А еще это очень трусливые твари, они никогда не нападают на живых, не имея превосходства хотя бы пять к одному, особенно если речь идет о мужчине, полном сил. Они предпочтут гнать одинокую жертву по канализации два-три дня, не давая ей улизнуть на поверхность и дожидаясь, пока она отчается и ослабеет. И только тогда будет нанесен финальный удар.
Но что бы вот так, сразу? И всего двое? Небывальщина какая-то!
Хлопнул выстрел, и одна из тварей, скуля, покатилась по полу, зажимая рану в груди, из которой мигом начала сочиться резко пахнущая бурая жидкость. Обычной пулей гуля не убить, не берут они их. Но остановить или сбить с ног можно.

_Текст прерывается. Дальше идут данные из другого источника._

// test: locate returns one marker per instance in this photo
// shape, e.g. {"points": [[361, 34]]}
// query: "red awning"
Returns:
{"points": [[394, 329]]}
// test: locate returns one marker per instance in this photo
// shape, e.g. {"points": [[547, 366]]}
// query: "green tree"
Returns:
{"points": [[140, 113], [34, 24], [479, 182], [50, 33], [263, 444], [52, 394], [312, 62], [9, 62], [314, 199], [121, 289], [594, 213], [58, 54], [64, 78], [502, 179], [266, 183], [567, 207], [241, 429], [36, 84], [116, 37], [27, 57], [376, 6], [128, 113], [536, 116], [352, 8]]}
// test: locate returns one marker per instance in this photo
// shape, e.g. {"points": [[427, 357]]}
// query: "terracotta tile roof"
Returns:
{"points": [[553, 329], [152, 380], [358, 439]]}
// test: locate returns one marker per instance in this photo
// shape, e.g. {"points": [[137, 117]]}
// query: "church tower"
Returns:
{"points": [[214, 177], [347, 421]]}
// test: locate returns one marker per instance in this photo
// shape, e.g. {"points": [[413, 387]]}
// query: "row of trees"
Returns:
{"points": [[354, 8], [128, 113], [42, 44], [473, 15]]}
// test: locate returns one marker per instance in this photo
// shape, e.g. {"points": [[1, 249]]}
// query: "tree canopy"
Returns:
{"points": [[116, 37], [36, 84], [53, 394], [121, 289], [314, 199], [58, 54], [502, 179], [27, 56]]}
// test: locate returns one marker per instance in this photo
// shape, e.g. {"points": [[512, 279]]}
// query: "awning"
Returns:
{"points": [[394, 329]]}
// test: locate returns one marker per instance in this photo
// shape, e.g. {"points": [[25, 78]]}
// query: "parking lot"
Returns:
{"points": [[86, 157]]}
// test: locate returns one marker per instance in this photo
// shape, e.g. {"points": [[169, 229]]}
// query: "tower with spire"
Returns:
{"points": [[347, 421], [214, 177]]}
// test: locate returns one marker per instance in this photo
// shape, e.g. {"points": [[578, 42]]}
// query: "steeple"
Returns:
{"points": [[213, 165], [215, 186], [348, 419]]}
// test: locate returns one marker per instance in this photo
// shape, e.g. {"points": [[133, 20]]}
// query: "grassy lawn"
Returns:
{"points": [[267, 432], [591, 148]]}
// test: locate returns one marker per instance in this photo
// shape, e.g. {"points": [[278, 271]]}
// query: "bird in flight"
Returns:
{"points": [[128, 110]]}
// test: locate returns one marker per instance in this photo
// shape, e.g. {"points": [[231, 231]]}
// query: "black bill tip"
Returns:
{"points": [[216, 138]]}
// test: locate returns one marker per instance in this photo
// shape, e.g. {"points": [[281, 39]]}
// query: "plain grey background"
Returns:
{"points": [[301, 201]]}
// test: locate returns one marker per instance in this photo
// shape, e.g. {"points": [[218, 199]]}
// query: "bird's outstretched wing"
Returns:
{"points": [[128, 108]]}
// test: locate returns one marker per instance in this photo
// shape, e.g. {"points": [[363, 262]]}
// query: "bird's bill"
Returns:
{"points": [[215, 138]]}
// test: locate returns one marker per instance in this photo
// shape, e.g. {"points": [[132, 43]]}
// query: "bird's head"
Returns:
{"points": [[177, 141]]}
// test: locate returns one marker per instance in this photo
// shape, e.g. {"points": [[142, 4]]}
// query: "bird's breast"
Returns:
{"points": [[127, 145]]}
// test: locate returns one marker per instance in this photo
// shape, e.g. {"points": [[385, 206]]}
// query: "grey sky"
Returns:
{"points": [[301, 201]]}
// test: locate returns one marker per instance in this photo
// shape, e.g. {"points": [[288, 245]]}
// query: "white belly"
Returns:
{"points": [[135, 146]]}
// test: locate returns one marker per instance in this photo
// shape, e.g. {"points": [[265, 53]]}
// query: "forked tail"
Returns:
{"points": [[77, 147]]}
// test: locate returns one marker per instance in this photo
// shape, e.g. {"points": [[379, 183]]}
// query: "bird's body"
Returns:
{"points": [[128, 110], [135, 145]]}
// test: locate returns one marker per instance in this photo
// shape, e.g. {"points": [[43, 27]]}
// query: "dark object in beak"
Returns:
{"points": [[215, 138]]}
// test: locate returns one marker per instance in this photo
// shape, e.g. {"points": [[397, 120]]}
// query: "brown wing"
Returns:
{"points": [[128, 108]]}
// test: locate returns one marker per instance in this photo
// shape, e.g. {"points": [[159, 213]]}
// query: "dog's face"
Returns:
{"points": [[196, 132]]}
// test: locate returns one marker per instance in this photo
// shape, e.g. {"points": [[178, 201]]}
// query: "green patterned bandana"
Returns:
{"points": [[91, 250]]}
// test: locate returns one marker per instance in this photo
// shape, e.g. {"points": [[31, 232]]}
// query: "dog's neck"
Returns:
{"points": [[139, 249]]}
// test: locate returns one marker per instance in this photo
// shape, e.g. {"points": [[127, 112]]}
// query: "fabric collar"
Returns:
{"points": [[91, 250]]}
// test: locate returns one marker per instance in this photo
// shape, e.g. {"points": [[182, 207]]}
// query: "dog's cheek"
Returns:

Действенно против этих тварей только серебро, да и то не всякое. Если старый советский полтинник в пулю перелить, то толку не жди. А вот если такое, какое на клинок ножа, что Николай достал вместо пистолета, пошло — то в самый раз.
Второй нападавший почти добрался до оперативника, готовый к тому, чтобы рвать мягкую людскую плоть своими когтями, терзать ее, пластовать на шматы, но вот незадача — как раз тут он приметил блеск лезвия, находившегося в руке человека.
Вообще-то гули умом не отличаются, они подобны зверям, что живут основными инстинктами, но и совсем уж безмозглыми их назвать нельзя, кое-какие зачатки разума в лысых безгубых головах имеются. А те, кто обретается близ трона королевы Джумы, даже и разговаривать умеют. Не очень хорошо, но понять можно.
Этот гуль даром речи был обделен, но, увидев нож, он сообразил — лучше этого человека не трогать.
— Проваливай, — велел ему Нифонтов, направив свет фонарика в лицо подземного обитателя. — Приятеля своего тоже забирай.
И вот застыл перед ним гуль — серо-черный, страшный, расставивший руки-крюки в разные стороны, похожий на гротескного человека с детских рисунков. Он стоял покачиваясь, хлопал глазами-плошками и будто бы на самом деле размышлял — нападать или уходить?
Решение в результате принял не он, а его собрат, который поднялся с пола, выдавил из себя странную какофонию звуков, а после бросился на оперативника.